Alors que les migrants en relativement bonne santé sont emmenés au centre d'accueil, ceux nécessitant des soins médicaux urgents sont généralement transférés dans les établissements hospitaliers de l'île. « Cette semaine, nous avons eu un débarquement très compliqué, avec plus de 20 personnes ayant subi des brûlures graves, » explique le docteur Bartolo. Comme nos services étaient saturés, nous avons demandé de l'aide au ministère de la Santé et aux autorités sanitaires de Sicile, qui ont transporté les migrants par hélicoptère à l'hôpital de Catane [Sicile]. »
Un défi de santé publique évitable
Selon le docteur Bartolo, l'hypothermie et les brûlures dues en majeure partie au contact avec l'essence sont les principaux problèmes de santé qu'il observe chez les nouveaux arrivants : « Plus tard, une fois qu'ils se sont installés dans le centre d'accueil, j'effectue un tri plus précis, avec le médecin du centre, durant lequel nous prêtons attention à d'autres problèmes de santé, comme les maladies chroniques. »
Les troubles mentaux sont également fréquents, en particulier chez les jeunes migrants qui ont été victimes de torture et de violence. « Les jeunes, dès qu'ils ont réussi à atteindre la « terre de la liberté », sont à même de faire face à toutes les situations. Mais plus tard, une fois qu'ils se rendent compte que ce n'est pas la fin de leur périple, les problèmes psychologiques surgissent. »
L'OMS aide les pays à faire face à un large afflux de migrants
L'OMS/Europe collabore avec les pays européens au renforcement des capacités de leur système de santé afin de gérer de manière adéquate les effets des grands flux migratoires sur la santé publique. En 2012, elle a mis en place le projet PHAME (Public Health Aspects of Migration in Europe) relatif à la migration et à la santé publique en Europe, avec le soutien du ministère italien de la Santé, afin de répondre au besoin croissant des pays de résoudre ce problème. L'OMS et les ministères de la Santé concernés ont effectué des missions d'évaluation conjointes en Bulgarie, à Chypre, en Espagne, en Grèce, en Italie, à Malte et au Portugal, pour examiner les besoins de santé des migrants et l'état de préparation des pays pour y répondre.

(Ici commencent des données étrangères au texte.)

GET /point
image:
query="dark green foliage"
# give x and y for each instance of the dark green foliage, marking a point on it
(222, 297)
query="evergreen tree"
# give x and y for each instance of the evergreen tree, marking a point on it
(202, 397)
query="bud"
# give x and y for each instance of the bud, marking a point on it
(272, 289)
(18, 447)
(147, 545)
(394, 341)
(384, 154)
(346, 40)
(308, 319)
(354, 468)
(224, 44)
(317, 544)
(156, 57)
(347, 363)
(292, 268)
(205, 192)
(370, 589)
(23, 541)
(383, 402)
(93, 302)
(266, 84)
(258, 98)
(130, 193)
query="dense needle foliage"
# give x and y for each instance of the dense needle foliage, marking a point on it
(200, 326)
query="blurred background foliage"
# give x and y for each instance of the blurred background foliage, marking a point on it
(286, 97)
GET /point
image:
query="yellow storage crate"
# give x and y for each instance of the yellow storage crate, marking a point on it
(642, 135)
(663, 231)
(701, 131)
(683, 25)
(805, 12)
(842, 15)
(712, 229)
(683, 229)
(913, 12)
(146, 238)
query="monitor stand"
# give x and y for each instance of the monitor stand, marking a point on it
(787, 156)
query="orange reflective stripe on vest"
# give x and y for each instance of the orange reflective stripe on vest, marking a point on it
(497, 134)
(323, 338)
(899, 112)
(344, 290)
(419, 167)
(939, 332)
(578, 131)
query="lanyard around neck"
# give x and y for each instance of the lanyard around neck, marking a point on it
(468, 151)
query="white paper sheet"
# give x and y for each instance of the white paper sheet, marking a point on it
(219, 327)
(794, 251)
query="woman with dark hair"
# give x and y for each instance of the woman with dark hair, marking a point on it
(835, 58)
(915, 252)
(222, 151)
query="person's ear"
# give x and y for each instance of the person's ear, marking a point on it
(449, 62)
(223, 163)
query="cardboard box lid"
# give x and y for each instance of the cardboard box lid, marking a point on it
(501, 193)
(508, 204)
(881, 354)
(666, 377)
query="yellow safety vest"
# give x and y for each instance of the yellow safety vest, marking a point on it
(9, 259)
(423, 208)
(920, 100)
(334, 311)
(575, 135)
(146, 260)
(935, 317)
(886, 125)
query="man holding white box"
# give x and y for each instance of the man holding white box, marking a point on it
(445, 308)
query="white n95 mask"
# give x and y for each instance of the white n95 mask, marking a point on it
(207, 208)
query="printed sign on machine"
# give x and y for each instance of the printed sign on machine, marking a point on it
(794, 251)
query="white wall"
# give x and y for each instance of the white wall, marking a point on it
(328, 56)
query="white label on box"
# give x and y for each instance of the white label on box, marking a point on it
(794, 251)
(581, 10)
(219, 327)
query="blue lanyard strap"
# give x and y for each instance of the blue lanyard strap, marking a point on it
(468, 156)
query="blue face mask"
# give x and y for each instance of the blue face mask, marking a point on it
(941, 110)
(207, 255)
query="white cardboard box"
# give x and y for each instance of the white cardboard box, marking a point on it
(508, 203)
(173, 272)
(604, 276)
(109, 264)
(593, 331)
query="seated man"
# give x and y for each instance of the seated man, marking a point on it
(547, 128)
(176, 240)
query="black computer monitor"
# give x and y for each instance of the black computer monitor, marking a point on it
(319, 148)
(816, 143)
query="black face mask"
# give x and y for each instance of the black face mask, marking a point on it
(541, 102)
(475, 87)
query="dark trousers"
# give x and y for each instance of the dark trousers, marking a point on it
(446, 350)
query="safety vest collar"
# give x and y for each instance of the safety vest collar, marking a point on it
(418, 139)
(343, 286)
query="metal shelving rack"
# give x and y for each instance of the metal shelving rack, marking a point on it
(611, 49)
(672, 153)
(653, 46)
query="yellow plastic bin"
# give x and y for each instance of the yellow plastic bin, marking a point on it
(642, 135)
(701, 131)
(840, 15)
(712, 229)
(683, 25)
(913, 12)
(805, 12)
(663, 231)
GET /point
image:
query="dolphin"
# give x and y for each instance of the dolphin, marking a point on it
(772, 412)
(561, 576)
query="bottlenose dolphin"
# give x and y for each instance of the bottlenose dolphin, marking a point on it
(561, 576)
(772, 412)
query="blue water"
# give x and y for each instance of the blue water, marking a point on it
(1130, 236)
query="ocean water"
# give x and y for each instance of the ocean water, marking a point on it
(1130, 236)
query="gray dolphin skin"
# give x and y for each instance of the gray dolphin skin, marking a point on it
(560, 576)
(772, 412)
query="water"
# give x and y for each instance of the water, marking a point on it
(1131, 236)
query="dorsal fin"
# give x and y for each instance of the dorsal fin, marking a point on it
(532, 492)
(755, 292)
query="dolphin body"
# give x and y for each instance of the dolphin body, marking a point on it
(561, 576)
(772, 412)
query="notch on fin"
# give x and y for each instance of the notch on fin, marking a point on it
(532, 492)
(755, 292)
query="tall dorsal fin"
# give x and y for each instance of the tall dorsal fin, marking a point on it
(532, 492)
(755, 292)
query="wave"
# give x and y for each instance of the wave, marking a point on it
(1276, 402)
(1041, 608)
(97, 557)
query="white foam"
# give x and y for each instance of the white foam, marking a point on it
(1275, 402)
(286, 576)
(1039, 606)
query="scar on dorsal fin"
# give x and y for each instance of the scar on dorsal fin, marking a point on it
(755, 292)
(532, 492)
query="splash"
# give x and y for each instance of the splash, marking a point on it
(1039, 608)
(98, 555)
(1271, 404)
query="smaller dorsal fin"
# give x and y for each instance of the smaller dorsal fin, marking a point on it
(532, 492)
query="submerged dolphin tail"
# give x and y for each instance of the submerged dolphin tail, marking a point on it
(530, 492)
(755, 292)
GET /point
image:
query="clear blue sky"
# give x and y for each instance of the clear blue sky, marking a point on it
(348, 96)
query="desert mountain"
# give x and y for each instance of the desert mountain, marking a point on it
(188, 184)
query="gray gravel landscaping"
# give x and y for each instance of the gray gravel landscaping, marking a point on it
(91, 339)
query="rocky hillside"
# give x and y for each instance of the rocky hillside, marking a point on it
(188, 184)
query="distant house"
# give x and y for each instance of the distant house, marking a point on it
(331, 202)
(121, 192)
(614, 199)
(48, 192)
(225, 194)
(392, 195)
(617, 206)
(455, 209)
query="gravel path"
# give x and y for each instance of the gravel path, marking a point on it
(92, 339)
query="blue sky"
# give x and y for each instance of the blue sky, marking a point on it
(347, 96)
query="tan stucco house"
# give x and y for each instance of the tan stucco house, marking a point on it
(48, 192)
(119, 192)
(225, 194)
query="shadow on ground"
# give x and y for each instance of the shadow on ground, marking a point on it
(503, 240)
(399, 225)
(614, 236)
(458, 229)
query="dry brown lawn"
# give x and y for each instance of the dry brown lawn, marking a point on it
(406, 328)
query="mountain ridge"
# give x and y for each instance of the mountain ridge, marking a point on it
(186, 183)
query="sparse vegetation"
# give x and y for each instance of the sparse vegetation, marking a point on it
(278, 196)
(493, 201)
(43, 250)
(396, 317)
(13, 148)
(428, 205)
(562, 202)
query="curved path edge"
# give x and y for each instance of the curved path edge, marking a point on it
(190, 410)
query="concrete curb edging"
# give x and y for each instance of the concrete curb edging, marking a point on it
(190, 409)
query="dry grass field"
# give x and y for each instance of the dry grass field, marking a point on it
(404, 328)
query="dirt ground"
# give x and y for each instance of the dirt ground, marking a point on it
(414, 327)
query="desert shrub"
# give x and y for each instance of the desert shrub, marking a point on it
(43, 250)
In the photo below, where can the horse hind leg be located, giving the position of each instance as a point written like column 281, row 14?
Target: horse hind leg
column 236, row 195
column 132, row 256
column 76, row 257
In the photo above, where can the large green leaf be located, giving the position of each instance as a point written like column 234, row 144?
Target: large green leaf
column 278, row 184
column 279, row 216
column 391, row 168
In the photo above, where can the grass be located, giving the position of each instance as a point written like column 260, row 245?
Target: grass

« Malte est l'un des pays concernés par le problème des migrants. Cette semaine, la communauté internationale s'est soulevée face à cette tragédie qui se déroule en Méditerranée, et a demandé que tous les secteurs interviennent à cet égard. Nous nous félicitons de l'évaluation effectuée par l'équipe de l'OMS de l'état de préparation de Malte à l'afflux massif de migrants qui, d'ailleurs, a mis en évidence la nécessité d'un soutien dans ce domaine. Je remercie l'OMS pour son aide, ainsi que tous les agents des diverses entités qui ne ménagent aucun effort pour répondre à tous les besoins des migrants arrivés à Malte », a déclaré M. Chris Fearne, secrétaire parlementaire pour la santé, ministère maltais de l'Energie et de la Santé.
En Italie, l'évaluation conjointe a conduit à la création d'un groupe qui a élaboré le premier plan d'urgence de santé publique en matière de migration pour la région de Sicile. Le parlement régional sicilien a adopté le plan le 23 septembre 2014. En outre, l'OMS/Europe continue de fournir une assistance technique à l'Italie et à d'autres pays qui sont aux avant-gardes de la migration, afin de relever les défis de santé publique évitables.
Des héros anonymes
« Croyez-moi, nous faisons des miracles ici. » Lorsqu'on l'interroge sur les conditions des agents de santé à Lampedusa, le docteur Bartolo explique que son collègue et les gardes-côtes sont en fait son meilleur soutien : « J'ai de la chance de collaborer avec ces eux, et je sais qu'ils ne me lâcheront jamais. Parfois, je suis tellement occupé que je ne rentre pas chez moi pendant toute une semaine, mais mes collègues ainsi que leur disponibilité permanente et leur professionnalisme me donnent la force nécessaire ».